Out of the box TFS ships the Task work item with two fields to support classification, Area and Iteration. It’s pretty obvious what Iteration is for (time), but Area can be a bit confusing. In my experience the issue stems from the fact that multiple user types use the TFS system. So you will get a different answer as to what an Area is based on the type of person you are talking with. People on the product & business side tends to think of areas as functional areas of the system (users, commerce, partners, advertising…); however people on the technical side tend to think of areas as the technical component (public website, database, api, mobile application…). Ive seen examples where companies just combined the two concepts into the Area hierarchy; this doesn’t really do anyone any good. The issue here is that these are really two different concepts with each task actually being associated with both concepts. Example; you can have commerce functionality in both the public website and the database. The solution is really quite easy, but nobody really does it… create a new work item field.
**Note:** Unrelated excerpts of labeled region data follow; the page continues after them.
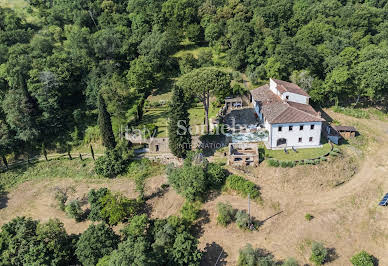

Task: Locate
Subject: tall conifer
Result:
[168,87,191,158]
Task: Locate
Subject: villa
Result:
[251,79,325,149]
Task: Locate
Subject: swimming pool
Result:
[225,131,268,143]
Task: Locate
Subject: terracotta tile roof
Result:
[251,84,282,104]
[287,101,319,116]
[272,79,310,97]
[251,84,325,124]
[333,126,357,132]
[268,104,325,124]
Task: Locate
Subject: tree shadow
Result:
[200,242,228,266]
[193,210,210,238]
[251,211,283,226]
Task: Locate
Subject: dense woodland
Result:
[0,0,388,158]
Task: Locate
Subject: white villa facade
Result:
[251,79,325,149]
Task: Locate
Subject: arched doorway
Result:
[276,138,287,146]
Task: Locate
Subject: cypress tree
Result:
[90,144,96,161]
[42,143,48,161]
[168,87,191,158]
[98,94,116,149]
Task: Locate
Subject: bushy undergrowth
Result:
[225,175,260,199]
[236,210,249,229]
[350,250,374,266]
[65,200,84,222]
[310,242,328,265]
[217,202,236,226]
[181,200,201,223]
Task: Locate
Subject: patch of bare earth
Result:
[200,110,388,265]
[0,176,184,233]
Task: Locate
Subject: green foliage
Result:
[95,144,131,178]
[100,192,142,225]
[180,200,201,223]
[350,250,374,266]
[75,223,119,266]
[206,163,228,189]
[282,258,299,266]
[268,159,280,167]
[98,94,116,149]
[310,242,327,265]
[88,188,108,221]
[54,188,67,211]
[121,214,149,239]
[332,106,369,119]
[0,217,75,265]
[225,175,260,199]
[171,232,202,266]
[217,202,236,226]
[236,210,249,229]
[176,67,231,132]
[168,87,191,158]
[304,213,314,221]
[237,244,276,266]
[65,200,84,222]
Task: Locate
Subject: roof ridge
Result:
[287,103,320,118]
[272,101,291,120]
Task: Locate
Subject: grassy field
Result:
[265,143,331,161]
[0,157,164,190]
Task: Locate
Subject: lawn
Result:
[0,156,164,192]
[265,143,331,161]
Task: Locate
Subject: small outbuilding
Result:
[225,96,243,109]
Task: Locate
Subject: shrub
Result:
[237,244,275,266]
[310,242,327,265]
[181,200,201,223]
[350,250,374,266]
[332,148,341,153]
[280,161,288,168]
[282,258,299,266]
[75,224,119,266]
[237,244,257,266]
[95,149,129,178]
[206,163,227,188]
[88,188,109,221]
[100,192,142,225]
[268,159,280,167]
[329,151,338,157]
[217,202,235,226]
[225,175,260,199]
[65,200,84,222]
[168,165,208,201]
[304,213,314,221]
[236,210,249,229]
[121,214,149,239]
[54,188,67,211]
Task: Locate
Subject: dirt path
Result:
[200,114,388,265]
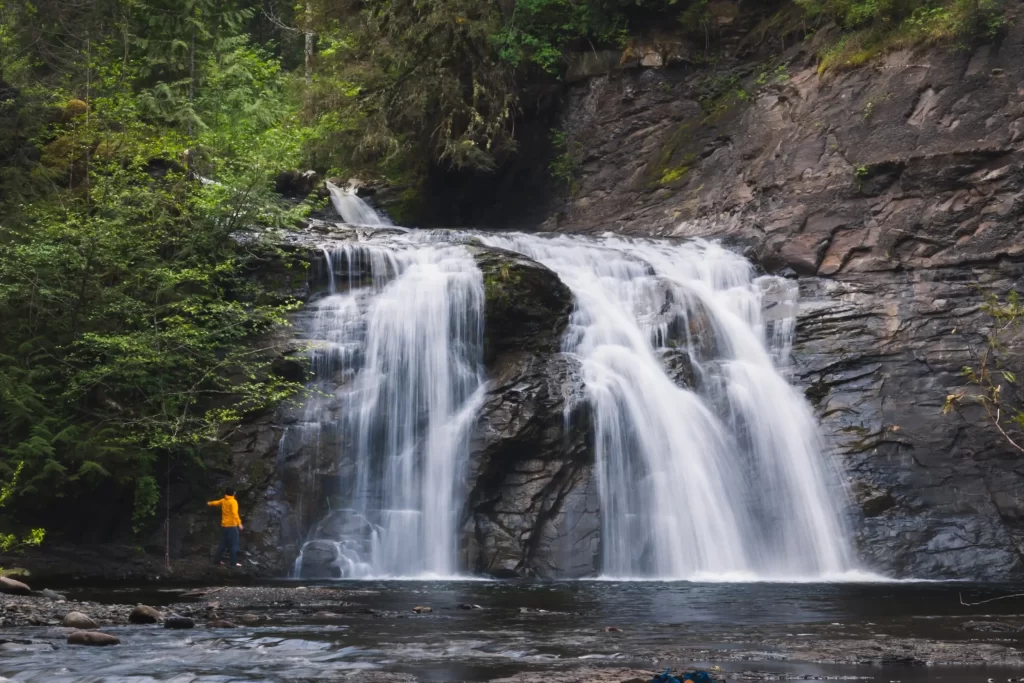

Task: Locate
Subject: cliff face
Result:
[544,6,1024,579]
[9,6,1024,580]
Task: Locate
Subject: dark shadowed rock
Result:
[128,605,164,624]
[206,618,239,629]
[60,611,98,631]
[516,3,1024,580]
[68,631,121,647]
[463,249,600,578]
[164,614,196,629]
[0,577,32,595]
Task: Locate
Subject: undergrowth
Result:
[796,0,1007,74]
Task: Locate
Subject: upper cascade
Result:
[327,182,391,226]
[283,227,856,581]
[482,234,854,580]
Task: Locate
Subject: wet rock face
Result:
[545,5,1024,579]
[463,249,600,577]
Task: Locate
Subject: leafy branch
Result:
[942,292,1024,453]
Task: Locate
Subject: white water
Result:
[327,182,391,226]
[483,234,855,581]
[288,236,483,578]
[293,216,863,582]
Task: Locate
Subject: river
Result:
[0,581,1024,683]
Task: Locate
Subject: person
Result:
[207,486,242,567]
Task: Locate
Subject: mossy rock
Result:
[471,247,572,364]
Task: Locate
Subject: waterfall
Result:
[482,234,853,579]
[327,182,391,225]
[286,236,483,578]
[286,228,855,581]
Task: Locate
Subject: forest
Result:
[0,0,1002,549]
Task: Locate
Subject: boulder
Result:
[0,577,32,595]
[206,618,239,629]
[68,631,121,647]
[60,611,99,631]
[128,604,164,624]
[164,614,196,629]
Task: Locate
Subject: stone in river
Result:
[128,605,164,624]
[164,614,196,629]
[0,577,32,595]
[68,631,121,646]
[60,611,99,631]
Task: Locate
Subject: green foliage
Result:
[942,292,1024,453]
[0,463,46,553]
[548,130,581,193]
[797,0,1006,72]
[0,1,309,530]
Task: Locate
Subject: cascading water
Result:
[327,182,391,226]
[286,234,483,578]
[483,234,853,579]
[287,215,855,580]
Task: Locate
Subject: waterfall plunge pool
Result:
[0,581,1024,683]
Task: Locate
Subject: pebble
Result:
[60,611,99,631]
[68,631,121,646]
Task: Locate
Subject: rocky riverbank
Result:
[0,584,1024,667]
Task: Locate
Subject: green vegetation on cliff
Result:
[0,0,1002,538]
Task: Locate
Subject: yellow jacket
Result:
[207,496,242,526]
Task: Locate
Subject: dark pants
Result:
[213,526,239,566]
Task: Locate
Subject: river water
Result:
[0,581,1024,683]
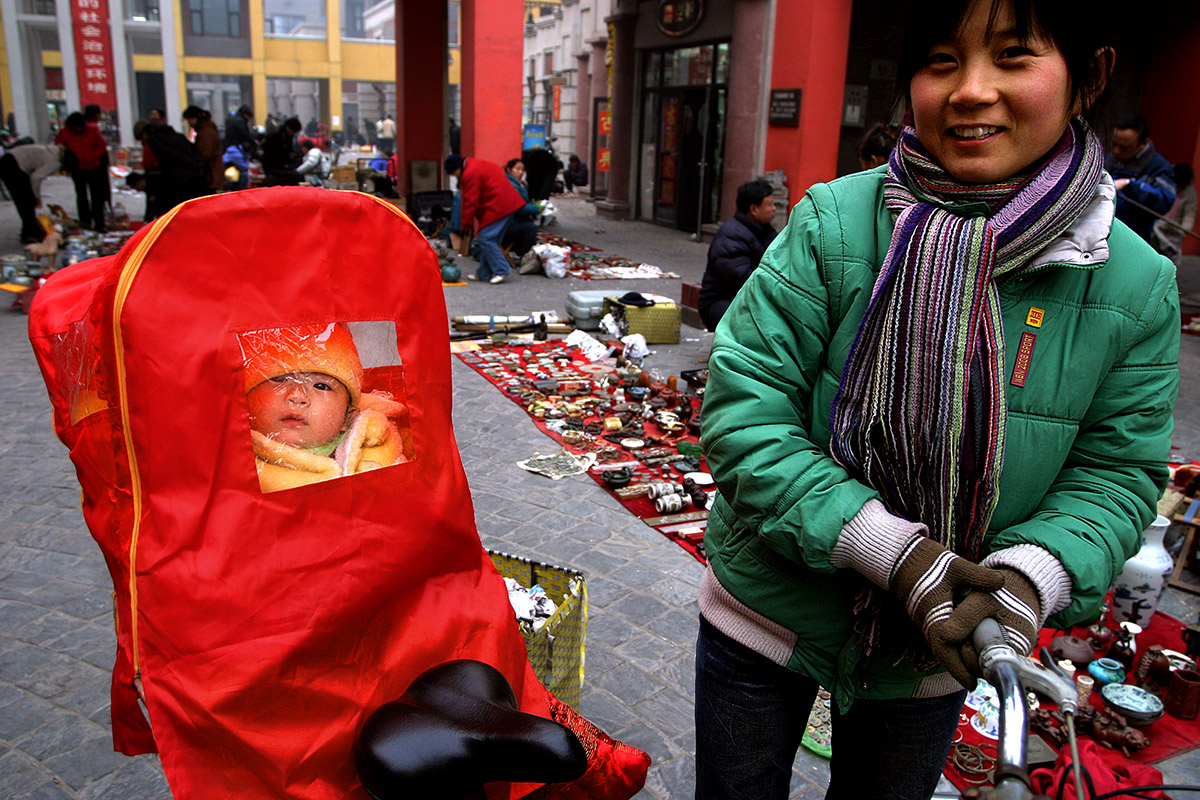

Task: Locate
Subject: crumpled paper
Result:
[517,449,596,481]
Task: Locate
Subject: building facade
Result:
[0,0,461,145]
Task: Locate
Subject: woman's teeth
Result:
[950,127,1000,139]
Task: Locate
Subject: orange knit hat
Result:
[238,323,362,408]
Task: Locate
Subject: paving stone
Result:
[595,663,666,705]
[46,736,128,789]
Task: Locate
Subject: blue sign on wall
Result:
[521,125,546,150]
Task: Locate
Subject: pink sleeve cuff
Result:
[829,500,926,589]
[980,545,1074,626]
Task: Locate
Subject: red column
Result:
[575,53,592,167]
[458,0,524,164]
[396,0,448,198]
[720,0,769,219]
[596,12,637,219]
[763,0,853,204]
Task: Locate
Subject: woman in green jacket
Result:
[696,0,1180,800]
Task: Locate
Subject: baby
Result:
[240,324,408,492]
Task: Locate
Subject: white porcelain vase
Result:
[1112,516,1175,630]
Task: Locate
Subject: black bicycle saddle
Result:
[354,660,587,800]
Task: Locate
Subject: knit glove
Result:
[952,567,1042,688]
[890,535,1004,687]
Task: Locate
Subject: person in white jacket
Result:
[0,144,62,245]
[296,144,332,186]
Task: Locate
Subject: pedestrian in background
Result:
[0,144,62,245]
[858,122,900,169]
[54,112,109,233]
[697,181,775,331]
[696,0,1180,800]
[443,155,526,283]
[184,106,224,194]
[1106,115,1176,243]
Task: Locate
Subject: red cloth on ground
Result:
[1030,740,1165,800]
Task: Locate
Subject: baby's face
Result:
[246,372,350,447]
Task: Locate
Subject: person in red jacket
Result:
[54,112,108,231]
[444,154,526,283]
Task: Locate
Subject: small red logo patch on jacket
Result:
[1009,332,1038,386]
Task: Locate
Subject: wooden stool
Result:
[1166,499,1200,595]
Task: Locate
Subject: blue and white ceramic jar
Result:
[1087,658,1124,688]
[1112,516,1175,630]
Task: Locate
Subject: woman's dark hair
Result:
[896,0,1114,125]
[1175,162,1196,188]
[858,122,900,162]
[737,181,775,213]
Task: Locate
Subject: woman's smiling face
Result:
[910,0,1078,184]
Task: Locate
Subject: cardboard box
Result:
[679,281,700,308]
[604,297,680,344]
[680,306,704,330]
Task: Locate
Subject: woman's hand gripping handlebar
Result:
[962,618,1085,800]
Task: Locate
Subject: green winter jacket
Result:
[701,168,1180,709]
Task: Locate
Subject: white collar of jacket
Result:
[1021,172,1117,271]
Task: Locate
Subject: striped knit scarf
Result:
[830,119,1103,561]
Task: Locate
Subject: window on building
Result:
[263,0,325,37]
[125,0,158,22]
[446,0,458,44]
[187,0,242,38]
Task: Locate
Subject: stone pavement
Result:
[0,178,1200,800]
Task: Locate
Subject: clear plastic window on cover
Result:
[238,321,415,492]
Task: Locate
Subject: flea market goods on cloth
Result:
[457,342,713,563]
[946,612,1200,796]
[30,188,649,800]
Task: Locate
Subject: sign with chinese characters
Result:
[655,0,704,36]
[71,0,116,112]
[767,89,800,128]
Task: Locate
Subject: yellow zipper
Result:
[113,205,182,675]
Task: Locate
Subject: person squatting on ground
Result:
[443,154,526,283]
[239,324,407,492]
[0,144,62,245]
[1151,162,1196,265]
[1106,116,1176,243]
[500,158,541,260]
[696,0,1180,800]
[697,181,775,331]
[54,112,109,231]
[563,156,588,192]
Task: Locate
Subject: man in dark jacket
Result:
[1106,116,1176,245]
[221,106,254,154]
[700,181,775,331]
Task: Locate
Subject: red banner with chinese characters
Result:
[71,0,116,112]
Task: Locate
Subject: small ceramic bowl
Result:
[1100,684,1163,727]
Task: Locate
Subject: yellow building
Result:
[0,0,460,144]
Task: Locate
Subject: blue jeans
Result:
[475,217,512,281]
[696,618,966,800]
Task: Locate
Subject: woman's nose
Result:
[950,62,998,106]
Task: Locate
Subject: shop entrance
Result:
[640,42,728,231]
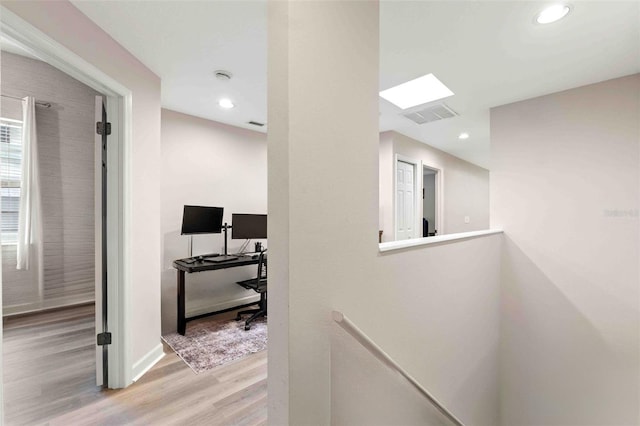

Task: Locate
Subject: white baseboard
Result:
[131,343,164,382]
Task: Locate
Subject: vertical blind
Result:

Customizing Work Item Types on Team Foundation Server
Field Definition
<FIELD name=”Component” refname=”TadlockEnterprises.TFS.Apollo.WorkItemFields.Component” type=”String” reportable=”dimension” >
<HELPTEXT>The techincal component.</HELPTEXT>
<ALLOWEDVALUES expanditems=”true”>
<LISTITEM value=”Public Website” />
<LISTITEM value=”Admin Website” />
<LISTITEM value=”API” />
<LISTITEM value=”Database” />
<LISTITEM value=”Foundation” />
<LISTITEM value=”Model” />
</ALLOWEDVALUES>
</FIELD>
Form Definition
<Group Label=”Classification”>
<Column PercentWidth=”100″>
<Control FieldName=”System.AreaPath” Type=”WorkItemClassificationControl” Label=”&Area:” LabelPosition=”Left” />
<Control FieldName=”TadlockEnterprises.TFS.Apollo.WorkItemFields.Component” Type=”FieldControl” Label=”&Component:” LabelPosition=”Left” />
<Control FieldName=”System.IterationPath” Type=”WorkItemClassificationControl” Label=”&Iteration:” LabelPosition=”Left” />
</Column>
</Group>
In the TFS configurations I setup for my clients I have the Area field represent the business concept (because the hierarchy makes more sense here) and create a new flat field for the technical component (Component). I then add this field right next to the Area and Iteration fields in the UI. This Component field is also useful in the Bug work item.

All of this works pretty well. My only complaint with this is that you cant create custom work item fields that use the TreePath type, so you cant make the Component field a hierarchy. I’m sure there is some technical reason why this is the case, but Microsoft should just fix it.